Dans l’image ci dessus, dès que cette femme est attaquée, elle engage bravement une contre-attaque. Mais elle commet aussi l’erreur la plus courante des personnes prises dans un combat : elle utilise le chapeau du selang pour le gifler. Non seulement ça ne lui fait aucun mal, mais elle laisse passer l’occasion de l’attaquer par surprise, ce qui permet au harceleur de préparer sa réponse.

Quand on se confronte à ces gens, la première règle c’est d’être aussi vif que l’éclair. Vous devez rapidement, implacablement et avec précision vous concentrer sur ces objectifs : les yeux ! Le nez ! La gorge ! Les parties génitales ! Quand tout échoue même piétiner le gros orteil de votre agresseur vous donnera l’avantage.

Pour un exemple,, regardez cette vidéo sud-coréenne sur l’auto-défense face au harcèlement.
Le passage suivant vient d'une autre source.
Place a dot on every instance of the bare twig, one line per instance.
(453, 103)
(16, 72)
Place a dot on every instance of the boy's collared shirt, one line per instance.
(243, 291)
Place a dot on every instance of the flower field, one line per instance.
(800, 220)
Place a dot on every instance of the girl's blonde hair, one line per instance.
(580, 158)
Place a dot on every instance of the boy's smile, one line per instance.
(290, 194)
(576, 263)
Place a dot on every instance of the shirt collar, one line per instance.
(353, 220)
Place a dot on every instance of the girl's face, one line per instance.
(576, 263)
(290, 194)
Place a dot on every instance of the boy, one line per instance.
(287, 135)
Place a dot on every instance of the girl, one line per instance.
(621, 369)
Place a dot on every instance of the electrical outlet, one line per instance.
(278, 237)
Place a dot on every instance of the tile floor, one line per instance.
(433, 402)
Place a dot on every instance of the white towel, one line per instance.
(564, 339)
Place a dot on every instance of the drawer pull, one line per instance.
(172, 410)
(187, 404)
Peu importe que vous ne puissiez pas lire les sous-titres, le principe est simplement de prendre avantage du moment où le selang sera pris au dépourvu, attaquer l’entrejambe, frapper le nez et la gorge et saisir ensuite l’opportunité de fuir.

Bien sûr, en réalité le selang peut avoir une expérience en matière d’auto-défense. Dans ces situations, à part l’attaque des cibles vitales, nous devons avoir une technique supérieure, empêcher l’assaillant de garder son centre de gravité et protéger nos propres points faibles. (…)

Vu que les selang commettent le plus souvent leur agression dans les transports publics nous recommandons à nos sœurs d’étudier l’art élégant du Wing Chun et la vitesse et souplesse qu’il permet.

Dans les transports publics, l’espace est relativement restreint et le selang prend avantage de la foule pour couvrir leurs crimes. Dans un tel environnement, les avantages du corps masculin sont amoindris. Quand une lutte se déclenche, il devient difficile de jouer des coudes ou de balancer un grand coup, alors que c’est souvent le premier recours des hommes. L’attaque selon les méthodes du Wing Chun produit d’excellents résultats dans un tel espace bondé.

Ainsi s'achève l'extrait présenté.